Imbert’s successful management

Finance Minister Colm Imbert - Office of the Parliament
Finance Minister Colm Imbert - Office of the Parliament

THE EDITOR: Anticipated political condemnation aside, stemming from yet another motion of no confidence, I would like to take a look at some key features of the tenure of the Minister of Finance, assessing some of his decisions based on the circumstances of this country.

When Colm Imbert became Finance Minister in 2015, energy prices were in a free fall, led by oil prices which had effectively collapsed. The previous government, having presided over this decline, failed to make the necessary adjustments and was still spending at levels of over $60 billion a year, when revenue had fallen below $50 billion. Further, the fall in energy production, low prices and poorly conceived tax concessions caused energy companies’ tax revenue to fall from over $17 billion to $1 billion by 2017, according to the Central Bank.

Faced with this perfect storm and an economy already in decline, the task of this Finance Minister was to ensure that our deficit (difference between spending and earning) did not balloon our debt to the point where we were unable to pay it. If you are unable to pay your loans, the banks come knocking, This is the same for countries, with the ultimate knock coming from the IMF.

The only way to avoid this would be to curb spending to levels closer to what we earn. Slowly, over a period of years, we were able to bring spending to more sustainable levels of around $50 billion a year, thus avoiding default.

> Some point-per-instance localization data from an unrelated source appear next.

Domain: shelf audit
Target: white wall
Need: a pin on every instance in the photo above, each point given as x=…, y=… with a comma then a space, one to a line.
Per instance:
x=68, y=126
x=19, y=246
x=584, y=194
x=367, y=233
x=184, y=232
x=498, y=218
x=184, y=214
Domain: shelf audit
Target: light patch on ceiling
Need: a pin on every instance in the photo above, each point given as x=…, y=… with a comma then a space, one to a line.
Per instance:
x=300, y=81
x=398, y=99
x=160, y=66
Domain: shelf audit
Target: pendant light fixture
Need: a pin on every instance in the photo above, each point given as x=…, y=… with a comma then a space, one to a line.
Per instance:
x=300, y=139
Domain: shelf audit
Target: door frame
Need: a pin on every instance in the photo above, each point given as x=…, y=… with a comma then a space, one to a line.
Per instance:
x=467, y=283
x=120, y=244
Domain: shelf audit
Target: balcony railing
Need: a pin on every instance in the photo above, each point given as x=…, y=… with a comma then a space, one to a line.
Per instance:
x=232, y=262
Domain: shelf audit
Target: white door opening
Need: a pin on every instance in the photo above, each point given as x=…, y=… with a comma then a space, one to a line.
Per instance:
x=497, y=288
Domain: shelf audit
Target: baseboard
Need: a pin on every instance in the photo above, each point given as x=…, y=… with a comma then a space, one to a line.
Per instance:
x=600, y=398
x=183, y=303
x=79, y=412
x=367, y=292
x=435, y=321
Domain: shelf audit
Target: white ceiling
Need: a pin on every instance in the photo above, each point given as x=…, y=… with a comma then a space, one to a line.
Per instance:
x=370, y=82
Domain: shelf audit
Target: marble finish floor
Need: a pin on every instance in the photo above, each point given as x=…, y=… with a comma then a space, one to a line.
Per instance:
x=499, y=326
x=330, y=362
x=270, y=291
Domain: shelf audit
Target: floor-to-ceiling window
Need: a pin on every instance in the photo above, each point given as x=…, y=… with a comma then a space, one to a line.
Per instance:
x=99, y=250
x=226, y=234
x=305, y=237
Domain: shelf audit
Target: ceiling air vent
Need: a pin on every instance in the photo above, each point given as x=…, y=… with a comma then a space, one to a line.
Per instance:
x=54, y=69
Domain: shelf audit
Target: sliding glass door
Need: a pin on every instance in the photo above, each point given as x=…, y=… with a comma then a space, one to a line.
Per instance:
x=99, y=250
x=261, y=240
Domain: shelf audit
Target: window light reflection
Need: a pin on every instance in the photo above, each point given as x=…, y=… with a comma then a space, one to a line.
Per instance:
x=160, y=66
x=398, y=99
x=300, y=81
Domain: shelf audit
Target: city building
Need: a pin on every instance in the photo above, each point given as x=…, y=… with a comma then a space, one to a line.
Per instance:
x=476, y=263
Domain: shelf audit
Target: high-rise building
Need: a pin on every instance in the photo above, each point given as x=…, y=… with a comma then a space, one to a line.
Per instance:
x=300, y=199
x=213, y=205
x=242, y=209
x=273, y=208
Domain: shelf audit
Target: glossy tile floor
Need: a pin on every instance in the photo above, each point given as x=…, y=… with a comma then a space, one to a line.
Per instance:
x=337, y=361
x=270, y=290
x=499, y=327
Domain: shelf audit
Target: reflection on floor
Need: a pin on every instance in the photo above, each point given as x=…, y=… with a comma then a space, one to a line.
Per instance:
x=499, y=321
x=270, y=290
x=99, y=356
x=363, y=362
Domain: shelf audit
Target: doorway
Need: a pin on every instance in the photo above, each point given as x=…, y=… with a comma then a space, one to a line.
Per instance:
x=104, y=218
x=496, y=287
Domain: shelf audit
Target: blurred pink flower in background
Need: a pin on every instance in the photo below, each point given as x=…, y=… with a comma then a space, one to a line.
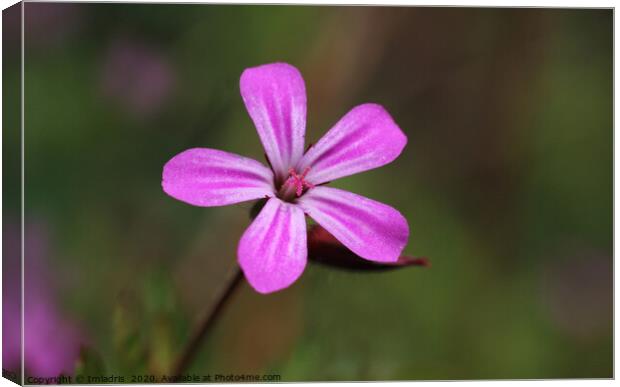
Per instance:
x=137, y=76
x=52, y=341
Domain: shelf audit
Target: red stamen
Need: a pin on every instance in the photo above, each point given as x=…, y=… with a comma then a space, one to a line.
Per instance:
x=299, y=181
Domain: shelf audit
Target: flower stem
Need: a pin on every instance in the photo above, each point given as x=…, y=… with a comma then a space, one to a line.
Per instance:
x=192, y=348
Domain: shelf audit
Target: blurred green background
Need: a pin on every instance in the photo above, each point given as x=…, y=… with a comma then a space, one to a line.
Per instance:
x=506, y=183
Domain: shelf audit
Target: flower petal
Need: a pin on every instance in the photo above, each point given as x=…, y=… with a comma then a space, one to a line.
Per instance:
x=370, y=229
x=365, y=138
x=209, y=177
x=275, y=97
x=273, y=251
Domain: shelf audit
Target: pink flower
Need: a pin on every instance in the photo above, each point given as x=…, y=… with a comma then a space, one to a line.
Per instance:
x=51, y=340
x=273, y=251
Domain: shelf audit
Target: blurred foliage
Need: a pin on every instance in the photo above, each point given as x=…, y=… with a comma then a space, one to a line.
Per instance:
x=506, y=183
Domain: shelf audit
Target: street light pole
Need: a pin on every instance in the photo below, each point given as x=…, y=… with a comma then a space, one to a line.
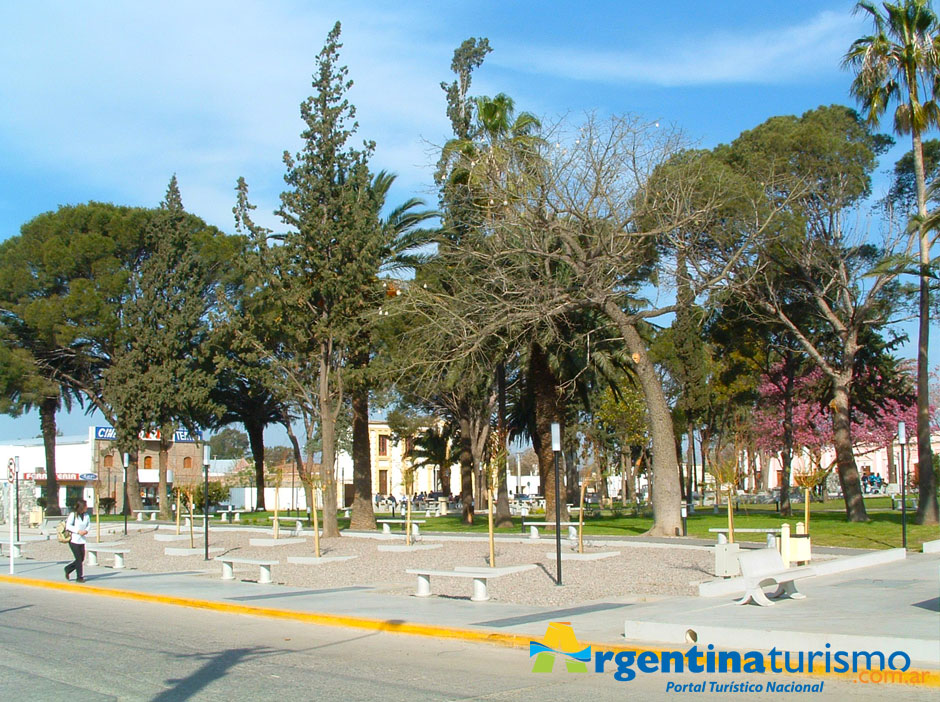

While some economists argued for wider cuts, or even drastic measures like devaluation, I think the way this was done cushioned the impact on the most vulnerable in society and maintained employment, while achieving the necessary adjustment.

Another challenge the minister faced was the lack of foreign exchange. Faced with the decline in foreign exchange inflows due to reduced energy company tax payments, it became imperative to not only preserve existing foreign exchange reserves but to manage its use.

Though difficult, this has been done in various ways. Today, reserves stand at about US$7 billion while the Heritage and Stabilisation Fund is higher than it was in 2015, at roughly US$6 billion.

Due to the international shocks, and the resulting decline in economic activity, it has been difficult to traverse risks posed. Economic growth in this country is largely dependent on the energy sector and government expenditure. With both suppressed, growth had been stymied. However, the minister’s ability to navigate this country amidst the economic challenges and headwinds, while making substantial changes in our fiscal profile, must be commended.

Still, by 2019 both the energy and non-energy sectors were showing signs of recovery while the IMF was projecting a return to growth. Then we were hit by the dual shocks of covid19 and another collapse in energy prices.

In navigating this crisis, the minister has focused on protecting the most vulnerable in society, while providing necessary business and industry support, on dwindling revenue. In this delicate balancing act, faced with ever more difficult circumstances, the minister continues to perform well.

As if to accentuate the prudent economic management, despite the high risks, the Economist magazine ranked TT 15th in financial strength, amidst the economic fallout of the covid19 pandemic, in 2020.

While risks are high, as it is globally, this country continues to be steered well as we confront this crisis. Credit must be given to the Minister of Finance, who I have confidence in to continue making the right decisions for our economic present and future.